One in 10 California State University students is experiencing homelessness.
San Diego State researchers and staff are working to find ways to help reduce this problem.
SDSU and Home Start Inc. are in collaboration to provide hotel rooms in La Mesa to students in need of transitional housing. This effort comes from the university’s Rapid Re-Housing Program.
This program aims to help students struggling with housing instability, homelessness, pre-homelessness or tenuous living situations. The Economic Crisis Response Team (ECRT) helps students in those situations find a better stable housing alternative.
The ECRT is allocated funds to carry out its rapid rehousing program by California State University.
“We have these funds that are dedicated to the RRH, which is for students who are the most vulnerable,” said Keiara Allen, the Housing Stability Coordinator on the ECRT. “These are students who are currently in a houselessness or homeless situation, living off the streets, living in a car, living in a shelter, living in hotels, couch surfing. These funds are for these students.”

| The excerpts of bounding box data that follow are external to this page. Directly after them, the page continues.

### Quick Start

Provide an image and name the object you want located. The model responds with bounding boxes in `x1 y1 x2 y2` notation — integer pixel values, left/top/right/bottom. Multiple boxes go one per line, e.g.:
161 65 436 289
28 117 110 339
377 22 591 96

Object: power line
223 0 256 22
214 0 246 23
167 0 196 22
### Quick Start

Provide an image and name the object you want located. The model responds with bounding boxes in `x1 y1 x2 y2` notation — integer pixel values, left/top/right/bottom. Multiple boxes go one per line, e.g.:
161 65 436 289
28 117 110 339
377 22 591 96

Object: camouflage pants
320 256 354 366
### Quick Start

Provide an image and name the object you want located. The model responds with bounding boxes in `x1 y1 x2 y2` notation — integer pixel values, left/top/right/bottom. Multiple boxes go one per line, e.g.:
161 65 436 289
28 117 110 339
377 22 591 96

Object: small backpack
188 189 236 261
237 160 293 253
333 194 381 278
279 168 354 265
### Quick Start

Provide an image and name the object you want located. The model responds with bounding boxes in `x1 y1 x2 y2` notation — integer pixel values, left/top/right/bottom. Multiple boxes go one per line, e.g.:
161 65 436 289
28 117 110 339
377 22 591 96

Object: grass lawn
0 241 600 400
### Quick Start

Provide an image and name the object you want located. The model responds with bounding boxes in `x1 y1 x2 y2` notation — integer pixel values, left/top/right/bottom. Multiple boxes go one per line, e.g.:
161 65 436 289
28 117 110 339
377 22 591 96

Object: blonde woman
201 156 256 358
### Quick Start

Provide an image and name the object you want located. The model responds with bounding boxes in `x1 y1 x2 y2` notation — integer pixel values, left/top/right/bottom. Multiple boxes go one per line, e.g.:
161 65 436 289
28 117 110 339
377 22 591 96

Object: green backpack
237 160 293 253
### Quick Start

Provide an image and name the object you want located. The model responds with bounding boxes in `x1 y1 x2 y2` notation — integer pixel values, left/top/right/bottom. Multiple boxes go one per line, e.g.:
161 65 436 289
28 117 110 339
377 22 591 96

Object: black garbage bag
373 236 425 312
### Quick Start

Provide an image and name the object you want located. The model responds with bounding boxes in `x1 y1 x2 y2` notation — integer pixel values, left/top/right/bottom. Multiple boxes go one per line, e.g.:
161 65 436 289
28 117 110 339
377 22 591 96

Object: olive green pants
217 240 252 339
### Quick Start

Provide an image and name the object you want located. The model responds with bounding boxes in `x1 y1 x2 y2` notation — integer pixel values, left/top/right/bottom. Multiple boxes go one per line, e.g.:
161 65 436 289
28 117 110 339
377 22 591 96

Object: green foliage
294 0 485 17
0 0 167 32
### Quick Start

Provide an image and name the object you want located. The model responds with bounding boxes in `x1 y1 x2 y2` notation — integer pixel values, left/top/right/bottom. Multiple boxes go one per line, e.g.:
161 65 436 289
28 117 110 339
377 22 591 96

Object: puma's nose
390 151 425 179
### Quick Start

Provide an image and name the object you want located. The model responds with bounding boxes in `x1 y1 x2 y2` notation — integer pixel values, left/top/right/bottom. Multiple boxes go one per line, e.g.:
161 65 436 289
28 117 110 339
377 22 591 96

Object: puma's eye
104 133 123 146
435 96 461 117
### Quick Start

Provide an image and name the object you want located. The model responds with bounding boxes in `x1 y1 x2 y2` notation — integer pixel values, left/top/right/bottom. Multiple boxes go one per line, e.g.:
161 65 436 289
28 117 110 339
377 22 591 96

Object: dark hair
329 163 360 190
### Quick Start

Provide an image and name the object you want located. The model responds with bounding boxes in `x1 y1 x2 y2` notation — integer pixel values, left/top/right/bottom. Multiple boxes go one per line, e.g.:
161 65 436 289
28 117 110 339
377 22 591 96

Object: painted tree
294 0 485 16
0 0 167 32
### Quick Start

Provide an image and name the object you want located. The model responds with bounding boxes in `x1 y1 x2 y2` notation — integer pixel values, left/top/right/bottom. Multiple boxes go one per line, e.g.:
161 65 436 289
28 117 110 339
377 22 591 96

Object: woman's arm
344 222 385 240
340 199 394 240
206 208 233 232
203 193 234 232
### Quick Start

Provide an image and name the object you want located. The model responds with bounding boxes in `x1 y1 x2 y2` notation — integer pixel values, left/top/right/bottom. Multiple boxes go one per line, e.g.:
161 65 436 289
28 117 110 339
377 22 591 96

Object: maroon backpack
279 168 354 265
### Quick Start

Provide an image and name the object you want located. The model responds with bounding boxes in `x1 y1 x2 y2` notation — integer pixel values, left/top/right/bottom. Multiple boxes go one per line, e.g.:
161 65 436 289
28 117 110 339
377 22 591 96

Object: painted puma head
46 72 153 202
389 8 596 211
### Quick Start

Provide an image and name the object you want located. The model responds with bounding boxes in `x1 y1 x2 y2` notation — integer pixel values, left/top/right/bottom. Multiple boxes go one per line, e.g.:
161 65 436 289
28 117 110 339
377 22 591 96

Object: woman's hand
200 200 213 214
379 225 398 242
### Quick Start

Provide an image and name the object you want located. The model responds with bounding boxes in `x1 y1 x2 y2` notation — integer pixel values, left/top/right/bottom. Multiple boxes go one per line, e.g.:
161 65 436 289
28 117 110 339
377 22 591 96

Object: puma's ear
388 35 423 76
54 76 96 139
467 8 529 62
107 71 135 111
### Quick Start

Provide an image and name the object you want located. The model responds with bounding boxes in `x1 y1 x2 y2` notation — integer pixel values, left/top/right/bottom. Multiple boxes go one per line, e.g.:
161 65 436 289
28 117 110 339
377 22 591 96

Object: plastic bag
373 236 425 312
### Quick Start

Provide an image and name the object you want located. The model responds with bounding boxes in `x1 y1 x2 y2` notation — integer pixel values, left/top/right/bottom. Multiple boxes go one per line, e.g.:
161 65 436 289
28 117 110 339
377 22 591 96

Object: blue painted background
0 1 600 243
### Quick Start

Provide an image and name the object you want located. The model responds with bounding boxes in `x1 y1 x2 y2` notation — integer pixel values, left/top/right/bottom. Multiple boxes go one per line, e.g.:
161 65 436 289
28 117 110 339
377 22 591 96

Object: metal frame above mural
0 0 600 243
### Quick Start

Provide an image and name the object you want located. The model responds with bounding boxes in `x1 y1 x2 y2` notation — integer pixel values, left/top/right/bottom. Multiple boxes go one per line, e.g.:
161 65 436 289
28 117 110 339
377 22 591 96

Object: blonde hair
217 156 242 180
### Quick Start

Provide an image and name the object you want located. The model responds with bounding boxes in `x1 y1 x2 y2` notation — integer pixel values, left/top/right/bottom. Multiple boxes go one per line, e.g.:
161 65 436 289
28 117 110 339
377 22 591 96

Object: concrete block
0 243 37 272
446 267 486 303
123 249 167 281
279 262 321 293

Allen said she believes having a stable living environment is “the most integral part to achieving academic success. Without a stable place to live, you are constantly in that fight or flight mode. You are constantly trying to figure out where you are going to lay your head and what you’re going to eat.”
Many factors can lead to homelessness, one of them being food insecurity.
“As many as 12-59% of college students are food insecure,” according to Casey J. Roulette, Ph.D., in a published report called Food Insecurity, Housing, and Mental Distress Among Economically-Vulnerable SDSU Students.
The Social and Economic Vulnerabilities Initiative (SEVI) conducted this research on homelessness and factors leading to homelessness.
SEVI is an initiative at SDSU to bring together professors of different disciplines to study the issue of homelessness together.
“Imagine you are food insecure, and you don’t have enough resources, and your friends are asking you to go out, and you have to say no all the time. That puts a strain on your personal relationships with your friend,” said Mounah Abdel-Samad, Ph.D., the Director of SEVI.
Abdel-Samad said he believes assistance for factors leading to homelessness is one of the best ways to prevent homelessness.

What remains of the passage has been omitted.